US 11,816,586 B2
	Event identification through machine learning
Xue Feng Gao, Beijing (CN); Hui Qing Shi, Beijing (CN); James C. Thorburn, Toronto (CA); Yu Fen Yuan, Beijing (CN); and Qing Feng Zhang, Beijing (CN)
Assigned to International Business Machines Corporation, Armonk, NY (US)
Filed by International Business Machines Corporation, Armonk, NY (US)
Filed on Nov. 13, 2017, as Appl. No. 15/811,573.
Prior Publication US 2019/0147354 A1, May 16, 2019
Int. Cl.

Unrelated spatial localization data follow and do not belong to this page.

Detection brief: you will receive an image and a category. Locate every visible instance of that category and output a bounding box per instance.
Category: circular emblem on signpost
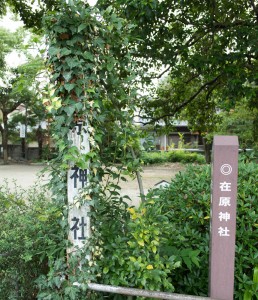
[220,164,232,175]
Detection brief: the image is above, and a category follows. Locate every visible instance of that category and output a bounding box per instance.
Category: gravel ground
[0,162,185,206]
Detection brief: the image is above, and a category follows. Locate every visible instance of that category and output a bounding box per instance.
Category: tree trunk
[36,125,43,160]
[21,138,26,159]
[130,147,145,202]
[203,137,212,164]
[2,114,9,164]
[253,113,258,144]
[197,131,203,145]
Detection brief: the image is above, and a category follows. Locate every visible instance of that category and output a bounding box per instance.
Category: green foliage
[40,1,143,298]
[143,161,258,298]
[239,151,258,164]
[0,182,65,299]
[0,26,45,163]
[216,102,258,149]
[94,201,181,294]
[44,0,139,175]
[141,151,205,165]
[36,250,95,300]
[243,267,258,300]
[141,151,170,164]
[42,0,142,229]
[168,151,206,164]
[97,0,258,140]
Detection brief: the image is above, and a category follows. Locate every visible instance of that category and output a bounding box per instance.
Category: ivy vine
[38,1,142,298]
[44,0,142,200]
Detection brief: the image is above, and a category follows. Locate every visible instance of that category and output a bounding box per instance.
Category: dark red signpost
[209,136,239,300]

G06N 5/045 (2023.01); G06N 20/00 (2019.01); G06N 7/01 (2023.01)

CPC G06N 5/045 (2013.01) [G06N 7/01 (2023.01); G06N 20/00 (2019.01)]

17 Claims

1. A method for event identification comprising:

receiving event information pertaining to events occurring with respect to a cloud computing environment over a network, each occurring event having a measurement metric, the measurement metric for each occurring event including a value attribute, a change attribute, a streak size attribute and a streak duration attribute wherein the value attribute is the original series of measurement data over one or more measurement periods, the change attribute is the change of value at a current measurement period relative to a previous measurement period, the streak size attribute is the size of continuous change in one direction as positive, negative or flat and the streak duration attribute is the number of measurement periods of continuous change in one direction as positive, negative or flat;

evaluating by a probability function the measurement metric for each occurring event to determine when any of the value attribute, the change attribute, the streak size attribute and the streak duration attribute is above a predetermined probability threshold or below the probability threshold, wherein the probability threshold is dynamically determined based on a historical distribution of measurement metric data, and wherein above the probability threshold or below the probability threshold is classified as alarm data;

training a decision tree by a training process using training data comprising:

obtaining the training data, wherein the training data includes a plurality of event information that triggers an alarm regardless of whether the alarm is above the predetermined probability threshold or below the probability threshold, the plurality of event information that triggers the alarm having an indication of whether the event information that triggered the alarm was a significant alarmed event;

creating a root node using the training data;

finding a splitting point of the value attribute, the change attribute, the streak size attribute and the streak duration attribute by determining a probability ratio of the significant alarmed event and an insignificant alarmed event for a subset of the value attribute, the change attribute, the streak size attribute and the streak duration attribute;

comparing the probability ratio of the value attribute, the change attribute, the streak size attribute and the streak duration attribute and choosing an attribute from the compared attributes as a split node that results in a maximum probability ratio between the significant alarmed event and the insignificant alarmed event;

splitting the root node using the chosen attribute as the split node and new node to the decision tree; and

repeating finding the splitting point, comparing the probability ratio, and splitting the splitting node until all nodes terminate splitting;

processing the alarm data through the decision tree after the training process has been performed to determine based on the training data when the alarm data is significant or when the alarm data is not significant and to reduce the number of alarm data to a predetermined number of significant alarm data, wherein the alarm data that is classified as significant requires attention;

displaying the predetermined number of significant alarm data to a user;

retraining the decision tree with a second set of training data based on feedback received from the user; and

adjusting the probability threshold based in part on the second set of training data.